Jack turned and bowed, returning his best thanks: Puolani looked modestly down, an unusual attitude for her, and motioned him to a seat beside her on the bench, or perhaps firmly padded sofa would be the better description. A yellow-feathered Pullings was on her other side; Stephen, in blue-black, on Jack's left, and to him he said in an undertone 'Are you hungry? I have never been so famished in all my life. It came over me suddenly.' Then, seeing Tapia whispering to an immensely tattooed chief beyond him he said 'Tapia, pray ask the chief if Bonden can be sent back to the ship in a canoe to tell Mr Oakes that all is well and that the boats are to come round tomorrow morning. I shall sleep ashore.'
Puolani's grandfather
had acquired three ship's coppers. These vessels rarely appeared, since almost all Polynesian cooking was carried out with hot stones in an underground oven, the dish being wrapped in leaves, but now, gleaming like red gold, they were brought out by strong men and set on hearths in front of the house. An extraordinarily savoury smell wafted in and Jack swallowed painfully; to distract his mind he desired Tapia to tell the Queen how much he admired the orderliness of the gathering—to the right hand, outside the house, sat the starboard watch in due order of precedence, on the left, the larboard, all hands wearing garlands of flowers, while beyond them, closing the square, were the densely-packed islanders; and on every hand attendants were preparing food.

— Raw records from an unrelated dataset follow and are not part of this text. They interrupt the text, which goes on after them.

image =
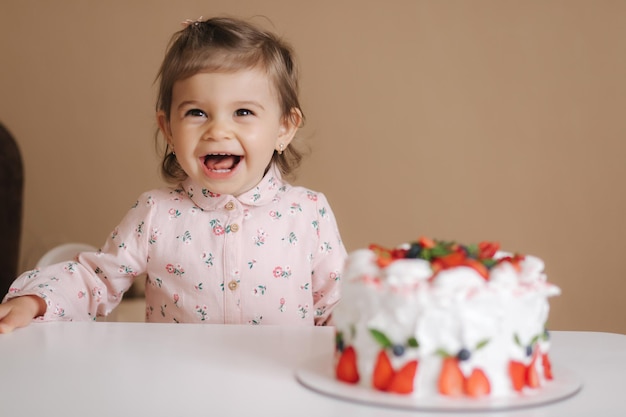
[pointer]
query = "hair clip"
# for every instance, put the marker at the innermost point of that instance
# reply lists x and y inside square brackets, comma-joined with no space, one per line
[187,22]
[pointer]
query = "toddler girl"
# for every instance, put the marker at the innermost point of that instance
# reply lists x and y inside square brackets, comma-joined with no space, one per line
[230,241]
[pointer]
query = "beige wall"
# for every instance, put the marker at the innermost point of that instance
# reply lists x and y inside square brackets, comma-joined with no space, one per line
[465,120]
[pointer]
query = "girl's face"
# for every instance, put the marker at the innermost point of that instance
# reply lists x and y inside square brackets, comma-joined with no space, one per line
[224,128]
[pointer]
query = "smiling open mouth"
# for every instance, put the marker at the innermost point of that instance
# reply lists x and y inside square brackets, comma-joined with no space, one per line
[221,162]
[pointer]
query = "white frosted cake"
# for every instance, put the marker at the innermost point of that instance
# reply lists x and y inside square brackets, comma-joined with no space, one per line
[436,318]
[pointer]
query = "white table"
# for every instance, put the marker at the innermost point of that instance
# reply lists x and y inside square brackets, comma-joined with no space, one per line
[178,370]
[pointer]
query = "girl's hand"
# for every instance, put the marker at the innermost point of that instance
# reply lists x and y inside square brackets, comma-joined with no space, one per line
[20,311]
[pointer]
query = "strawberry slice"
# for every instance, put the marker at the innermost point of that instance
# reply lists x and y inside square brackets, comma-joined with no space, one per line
[547,366]
[402,382]
[383,372]
[487,250]
[478,267]
[426,242]
[517,372]
[451,379]
[346,369]
[477,384]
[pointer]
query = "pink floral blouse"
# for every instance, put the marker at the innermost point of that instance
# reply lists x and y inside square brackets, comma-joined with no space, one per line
[270,256]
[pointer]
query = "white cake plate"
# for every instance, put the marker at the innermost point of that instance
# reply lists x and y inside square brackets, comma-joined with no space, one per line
[318,375]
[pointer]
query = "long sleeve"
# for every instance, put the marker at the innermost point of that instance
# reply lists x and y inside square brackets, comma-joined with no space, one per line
[270,256]
[93,284]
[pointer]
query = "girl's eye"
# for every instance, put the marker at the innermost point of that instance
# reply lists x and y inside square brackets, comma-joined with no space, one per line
[195,113]
[243,112]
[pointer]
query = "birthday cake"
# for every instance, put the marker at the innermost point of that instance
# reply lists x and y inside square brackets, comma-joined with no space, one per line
[435,318]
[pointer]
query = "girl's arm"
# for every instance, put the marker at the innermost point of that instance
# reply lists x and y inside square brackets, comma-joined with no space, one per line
[328,264]
[20,311]
[93,284]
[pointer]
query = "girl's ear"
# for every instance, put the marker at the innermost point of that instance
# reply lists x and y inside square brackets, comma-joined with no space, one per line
[288,128]
[164,126]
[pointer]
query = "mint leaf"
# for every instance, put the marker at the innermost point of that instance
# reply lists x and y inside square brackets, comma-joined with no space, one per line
[380,338]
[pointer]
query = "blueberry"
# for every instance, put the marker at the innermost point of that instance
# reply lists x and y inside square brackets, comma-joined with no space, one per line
[398,350]
[464,354]
[414,251]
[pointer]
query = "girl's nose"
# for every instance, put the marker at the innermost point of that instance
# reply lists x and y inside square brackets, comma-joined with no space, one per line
[218,129]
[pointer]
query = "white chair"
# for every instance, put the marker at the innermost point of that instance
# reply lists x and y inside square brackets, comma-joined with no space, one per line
[64,252]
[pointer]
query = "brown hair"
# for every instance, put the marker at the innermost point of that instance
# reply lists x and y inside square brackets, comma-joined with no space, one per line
[225,45]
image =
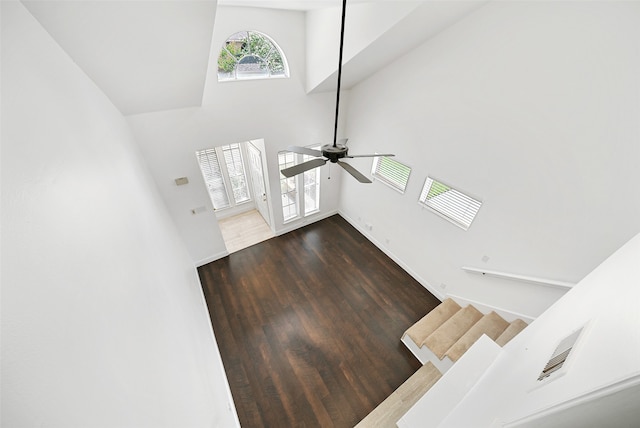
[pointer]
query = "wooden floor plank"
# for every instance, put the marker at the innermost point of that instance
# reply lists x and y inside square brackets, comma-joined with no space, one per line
[309,325]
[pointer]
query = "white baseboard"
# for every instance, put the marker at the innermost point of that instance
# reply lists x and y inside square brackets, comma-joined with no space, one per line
[302,222]
[393,257]
[211,258]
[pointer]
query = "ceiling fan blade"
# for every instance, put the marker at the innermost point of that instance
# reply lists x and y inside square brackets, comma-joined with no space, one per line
[370,156]
[302,167]
[304,151]
[356,174]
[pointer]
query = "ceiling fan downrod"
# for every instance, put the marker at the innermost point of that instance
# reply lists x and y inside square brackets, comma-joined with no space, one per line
[335,128]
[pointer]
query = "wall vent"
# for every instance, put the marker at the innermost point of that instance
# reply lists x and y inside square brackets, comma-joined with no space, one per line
[560,355]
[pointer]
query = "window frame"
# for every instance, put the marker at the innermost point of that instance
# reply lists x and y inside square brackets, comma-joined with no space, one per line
[225,178]
[299,182]
[274,47]
[377,173]
[456,219]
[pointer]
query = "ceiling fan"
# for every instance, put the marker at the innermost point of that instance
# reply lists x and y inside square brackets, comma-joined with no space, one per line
[330,152]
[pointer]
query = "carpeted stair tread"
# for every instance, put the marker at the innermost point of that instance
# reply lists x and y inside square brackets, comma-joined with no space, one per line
[402,399]
[491,324]
[514,328]
[453,329]
[430,322]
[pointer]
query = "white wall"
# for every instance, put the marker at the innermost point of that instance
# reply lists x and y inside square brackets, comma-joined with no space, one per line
[103,318]
[277,110]
[364,23]
[531,107]
[605,355]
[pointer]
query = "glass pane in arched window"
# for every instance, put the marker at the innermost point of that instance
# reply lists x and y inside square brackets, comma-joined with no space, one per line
[251,55]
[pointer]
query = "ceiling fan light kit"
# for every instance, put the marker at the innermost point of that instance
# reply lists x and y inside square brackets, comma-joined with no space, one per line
[330,152]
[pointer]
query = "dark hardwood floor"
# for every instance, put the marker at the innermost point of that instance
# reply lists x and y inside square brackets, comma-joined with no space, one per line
[309,326]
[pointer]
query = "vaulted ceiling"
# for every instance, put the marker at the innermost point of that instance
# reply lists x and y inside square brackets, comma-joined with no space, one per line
[153,55]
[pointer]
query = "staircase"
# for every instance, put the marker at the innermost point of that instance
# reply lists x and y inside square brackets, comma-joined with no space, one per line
[402,399]
[447,332]
[438,340]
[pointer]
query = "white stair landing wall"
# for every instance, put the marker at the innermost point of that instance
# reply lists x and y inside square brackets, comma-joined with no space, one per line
[444,396]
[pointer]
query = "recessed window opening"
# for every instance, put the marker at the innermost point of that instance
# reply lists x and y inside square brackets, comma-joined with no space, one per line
[449,203]
[391,172]
[224,175]
[292,202]
[251,55]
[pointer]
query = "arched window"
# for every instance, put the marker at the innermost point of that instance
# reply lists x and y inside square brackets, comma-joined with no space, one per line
[251,55]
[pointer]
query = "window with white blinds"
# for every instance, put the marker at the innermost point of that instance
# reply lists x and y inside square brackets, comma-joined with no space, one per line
[226,181]
[293,202]
[235,170]
[449,203]
[311,181]
[391,172]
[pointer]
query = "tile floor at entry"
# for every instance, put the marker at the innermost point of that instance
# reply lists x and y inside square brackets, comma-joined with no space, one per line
[244,230]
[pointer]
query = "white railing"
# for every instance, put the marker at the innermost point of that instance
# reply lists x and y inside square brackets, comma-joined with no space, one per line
[523,278]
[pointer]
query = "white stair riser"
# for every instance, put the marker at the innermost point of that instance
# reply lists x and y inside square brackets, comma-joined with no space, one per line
[424,355]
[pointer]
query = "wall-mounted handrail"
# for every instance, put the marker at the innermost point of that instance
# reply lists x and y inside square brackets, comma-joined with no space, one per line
[524,278]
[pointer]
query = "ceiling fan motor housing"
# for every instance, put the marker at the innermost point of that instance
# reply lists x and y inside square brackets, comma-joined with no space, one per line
[333,153]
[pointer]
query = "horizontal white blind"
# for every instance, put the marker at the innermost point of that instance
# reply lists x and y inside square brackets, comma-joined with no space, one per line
[391,172]
[560,355]
[452,204]
[208,160]
[235,169]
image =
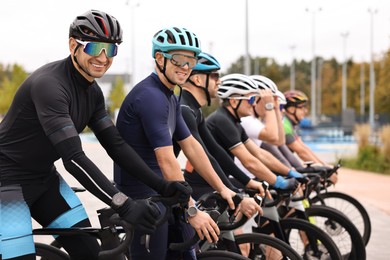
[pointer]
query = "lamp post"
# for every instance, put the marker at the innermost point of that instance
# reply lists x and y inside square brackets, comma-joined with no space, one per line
[344,70]
[292,69]
[247,62]
[313,68]
[372,73]
[362,92]
[132,41]
[319,93]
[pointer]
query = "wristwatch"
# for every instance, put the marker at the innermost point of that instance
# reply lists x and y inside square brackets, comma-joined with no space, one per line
[192,211]
[269,106]
[118,200]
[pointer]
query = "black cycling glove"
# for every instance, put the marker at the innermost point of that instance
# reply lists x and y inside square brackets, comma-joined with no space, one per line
[142,214]
[286,184]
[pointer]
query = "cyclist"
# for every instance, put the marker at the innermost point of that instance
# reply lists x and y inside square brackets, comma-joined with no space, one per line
[51,107]
[271,130]
[239,93]
[149,119]
[200,87]
[281,151]
[295,111]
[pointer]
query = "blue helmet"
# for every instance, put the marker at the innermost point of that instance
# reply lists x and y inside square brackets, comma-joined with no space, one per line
[175,38]
[206,62]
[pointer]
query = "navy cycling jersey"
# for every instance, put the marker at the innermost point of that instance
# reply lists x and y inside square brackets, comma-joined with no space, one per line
[52,106]
[219,159]
[226,129]
[149,118]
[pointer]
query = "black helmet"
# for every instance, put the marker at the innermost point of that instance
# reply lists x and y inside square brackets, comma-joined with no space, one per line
[98,26]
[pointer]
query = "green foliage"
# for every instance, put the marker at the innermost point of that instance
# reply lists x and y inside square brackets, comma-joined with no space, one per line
[117,94]
[10,80]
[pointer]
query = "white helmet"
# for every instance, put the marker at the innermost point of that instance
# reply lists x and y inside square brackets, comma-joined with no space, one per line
[265,83]
[236,84]
[281,98]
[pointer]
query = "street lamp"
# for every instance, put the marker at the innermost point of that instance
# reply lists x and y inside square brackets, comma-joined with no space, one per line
[344,79]
[362,92]
[132,41]
[319,94]
[292,69]
[313,68]
[372,73]
[247,62]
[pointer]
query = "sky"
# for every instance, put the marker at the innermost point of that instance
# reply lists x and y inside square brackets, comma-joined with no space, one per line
[35,32]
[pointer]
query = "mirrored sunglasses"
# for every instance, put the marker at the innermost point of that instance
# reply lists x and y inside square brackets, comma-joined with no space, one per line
[95,48]
[181,60]
[251,100]
[214,75]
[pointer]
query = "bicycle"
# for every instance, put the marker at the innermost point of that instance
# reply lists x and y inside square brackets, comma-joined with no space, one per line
[345,203]
[336,225]
[113,247]
[308,240]
[261,246]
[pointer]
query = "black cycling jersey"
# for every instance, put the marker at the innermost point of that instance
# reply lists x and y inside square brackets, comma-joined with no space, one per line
[274,150]
[226,129]
[220,160]
[42,125]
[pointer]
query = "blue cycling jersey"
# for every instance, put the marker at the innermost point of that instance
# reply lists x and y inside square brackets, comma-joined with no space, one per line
[149,118]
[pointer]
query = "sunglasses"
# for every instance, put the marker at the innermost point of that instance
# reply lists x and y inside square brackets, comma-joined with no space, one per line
[95,48]
[251,100]
[214,75]
[180,60]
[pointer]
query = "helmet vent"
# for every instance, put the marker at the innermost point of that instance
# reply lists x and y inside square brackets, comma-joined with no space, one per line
[102,25]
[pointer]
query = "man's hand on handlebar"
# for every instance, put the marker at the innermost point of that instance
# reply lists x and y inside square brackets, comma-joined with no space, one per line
[142,214]
[205,226]
[181,189]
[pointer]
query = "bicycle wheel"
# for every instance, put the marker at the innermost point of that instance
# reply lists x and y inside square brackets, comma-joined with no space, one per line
[319,246]
[352,208]
[47,252]
[266,247]
[220,255]
[340,229]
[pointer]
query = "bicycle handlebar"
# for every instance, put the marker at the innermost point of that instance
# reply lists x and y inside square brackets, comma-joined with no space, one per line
[221,206]
[124,245]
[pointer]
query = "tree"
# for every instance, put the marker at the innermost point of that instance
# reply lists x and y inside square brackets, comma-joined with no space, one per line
[10,80]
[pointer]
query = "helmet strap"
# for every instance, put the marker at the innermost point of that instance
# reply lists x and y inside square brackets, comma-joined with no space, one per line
[235,110]
[294,114]
[75,60]
[205,89]
[162,70]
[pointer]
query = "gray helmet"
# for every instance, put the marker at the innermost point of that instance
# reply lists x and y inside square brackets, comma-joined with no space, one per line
[265,83]
[236,84]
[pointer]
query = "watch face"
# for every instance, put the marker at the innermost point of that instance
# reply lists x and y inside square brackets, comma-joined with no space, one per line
[119,199]
[192,211]
[269,106]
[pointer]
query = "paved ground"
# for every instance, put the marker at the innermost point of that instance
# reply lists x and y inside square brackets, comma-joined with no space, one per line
[372,190]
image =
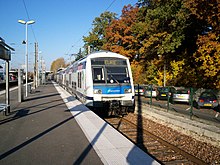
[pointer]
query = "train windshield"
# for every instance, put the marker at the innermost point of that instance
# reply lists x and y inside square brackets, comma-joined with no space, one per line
[110,71]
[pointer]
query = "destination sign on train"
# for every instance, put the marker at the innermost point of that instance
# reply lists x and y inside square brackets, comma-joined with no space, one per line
[108,62]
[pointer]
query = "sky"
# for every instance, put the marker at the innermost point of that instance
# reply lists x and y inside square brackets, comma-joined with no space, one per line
[58,29]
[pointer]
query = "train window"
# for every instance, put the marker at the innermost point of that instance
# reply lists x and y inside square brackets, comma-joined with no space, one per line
[117,74]
[98,75]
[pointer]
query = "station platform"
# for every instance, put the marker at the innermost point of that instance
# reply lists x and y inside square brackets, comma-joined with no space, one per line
[52,127]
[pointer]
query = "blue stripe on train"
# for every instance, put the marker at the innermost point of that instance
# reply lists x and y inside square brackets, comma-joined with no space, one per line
[112,89]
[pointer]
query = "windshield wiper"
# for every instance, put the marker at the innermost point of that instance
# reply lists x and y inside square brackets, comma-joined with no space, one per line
[109,72]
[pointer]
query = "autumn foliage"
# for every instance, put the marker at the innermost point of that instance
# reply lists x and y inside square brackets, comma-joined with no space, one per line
[178,37]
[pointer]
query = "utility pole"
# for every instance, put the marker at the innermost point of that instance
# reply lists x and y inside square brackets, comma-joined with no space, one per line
[36,66]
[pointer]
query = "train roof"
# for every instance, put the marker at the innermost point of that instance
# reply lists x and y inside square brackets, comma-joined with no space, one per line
[96,54]
[102,53]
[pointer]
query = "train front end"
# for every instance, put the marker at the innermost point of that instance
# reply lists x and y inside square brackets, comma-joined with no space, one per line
[112,84]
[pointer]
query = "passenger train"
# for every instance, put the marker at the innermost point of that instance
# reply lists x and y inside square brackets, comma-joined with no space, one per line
[102,80]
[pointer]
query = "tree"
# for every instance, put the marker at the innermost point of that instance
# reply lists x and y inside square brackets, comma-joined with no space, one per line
[96,38]
[119,35]
[207,55]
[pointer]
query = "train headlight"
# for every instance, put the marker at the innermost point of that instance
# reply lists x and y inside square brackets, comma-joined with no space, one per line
[97,91]
[127,90]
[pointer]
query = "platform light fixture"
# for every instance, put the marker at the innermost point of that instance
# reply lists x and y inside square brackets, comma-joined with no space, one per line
[26,23]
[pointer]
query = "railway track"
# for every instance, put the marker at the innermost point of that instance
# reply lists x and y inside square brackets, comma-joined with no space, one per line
[160,149]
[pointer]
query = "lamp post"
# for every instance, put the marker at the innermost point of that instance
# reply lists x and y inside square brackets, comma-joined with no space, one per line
[26,23]
[164,71]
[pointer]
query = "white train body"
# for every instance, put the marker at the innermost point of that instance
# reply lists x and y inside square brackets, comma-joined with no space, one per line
[100,78]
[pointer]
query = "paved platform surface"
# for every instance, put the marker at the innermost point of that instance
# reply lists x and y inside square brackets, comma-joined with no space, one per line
[41,130]
[52,127]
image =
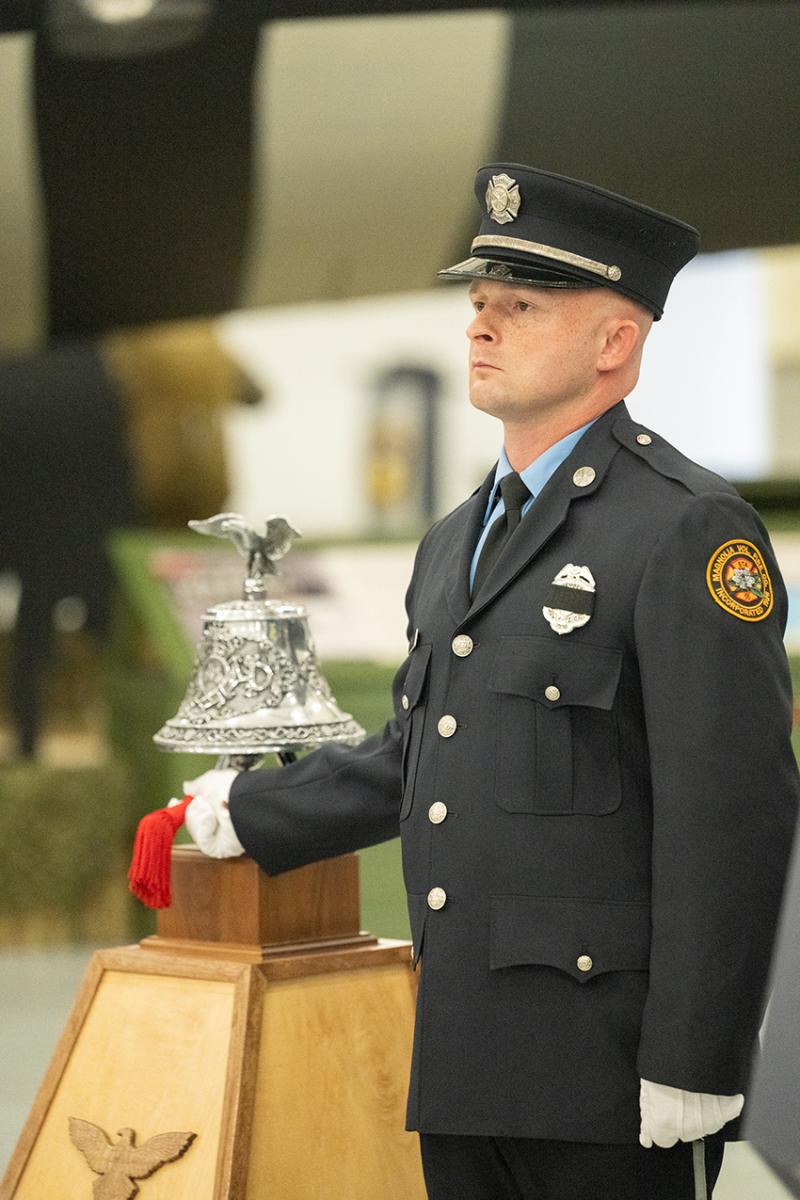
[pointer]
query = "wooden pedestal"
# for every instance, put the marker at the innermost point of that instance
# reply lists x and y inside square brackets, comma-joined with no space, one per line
[259,1019]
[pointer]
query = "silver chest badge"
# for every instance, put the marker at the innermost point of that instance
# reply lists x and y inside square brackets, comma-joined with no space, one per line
[571,599]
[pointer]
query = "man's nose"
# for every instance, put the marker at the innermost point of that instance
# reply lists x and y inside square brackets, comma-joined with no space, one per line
[481,328]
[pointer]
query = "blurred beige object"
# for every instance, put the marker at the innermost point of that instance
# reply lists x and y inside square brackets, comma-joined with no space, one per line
[175,381]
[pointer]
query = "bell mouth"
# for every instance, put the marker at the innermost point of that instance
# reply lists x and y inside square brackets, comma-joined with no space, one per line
[184,738]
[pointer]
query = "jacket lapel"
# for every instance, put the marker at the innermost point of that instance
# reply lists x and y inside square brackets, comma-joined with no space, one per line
[548,511]
[462,547]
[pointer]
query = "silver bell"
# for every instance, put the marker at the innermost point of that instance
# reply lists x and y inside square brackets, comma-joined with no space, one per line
[256,687]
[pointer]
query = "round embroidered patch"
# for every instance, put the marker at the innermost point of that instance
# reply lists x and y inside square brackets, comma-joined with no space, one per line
[739,581]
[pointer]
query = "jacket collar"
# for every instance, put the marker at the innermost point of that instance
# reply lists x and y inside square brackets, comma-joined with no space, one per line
[595,450]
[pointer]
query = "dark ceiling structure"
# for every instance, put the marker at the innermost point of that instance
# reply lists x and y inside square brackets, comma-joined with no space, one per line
[145,161]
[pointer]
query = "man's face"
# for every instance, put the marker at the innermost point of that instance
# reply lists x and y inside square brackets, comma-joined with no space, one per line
[533,351]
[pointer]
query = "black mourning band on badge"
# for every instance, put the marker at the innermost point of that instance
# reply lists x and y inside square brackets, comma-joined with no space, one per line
[571,600]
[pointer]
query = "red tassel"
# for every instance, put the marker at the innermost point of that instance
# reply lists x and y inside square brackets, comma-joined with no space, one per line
[149,877]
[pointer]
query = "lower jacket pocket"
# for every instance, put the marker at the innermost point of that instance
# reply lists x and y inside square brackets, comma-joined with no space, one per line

As well as the coppers seven china bowls had reached Moahu, and these were placed on little cushions before the Queen, Jack, Stephen and Pullings, West, Adams, and an ancient chief, together with spoons and wooden platters of mashed taro. A chorus of conches blew three great blasts. Servants stood by the coppers, looking expectantly at the Queen. 'Turtle on the left, fish in the middle, meat on the right,' whispered Tapia. The Queen looked at Jack with a smile and he, returning the smile, said 'Oh meat, ma'am, if you please.'
The bowls were filled all down the line: the Queen had chosen to begin with fish, nearly all the Surprise's officers with meat. But it was exceedingly hot, and while they toyed with their taro, slavering as they did so, Stephen noticed the unmistakable helix of a human ear in his bowl and said to Tapia 'Please tell the Queen that man's flesh is taboo to us.'
'But it is Kalahua and the French chief,' said Tapia.
'Even so,' said Stephen, and leaning to speak behind Puolani's back he said rather louder 'Captain Pullings, Mr West: this is forbidden meat.'
When the news reached Puolani she laughed cheerfully, changed bowls with Jack, and assured them that his hands were in no danger: they were being fed on pork, which happened to be taboo to her—so many taboos, she said, smiling still.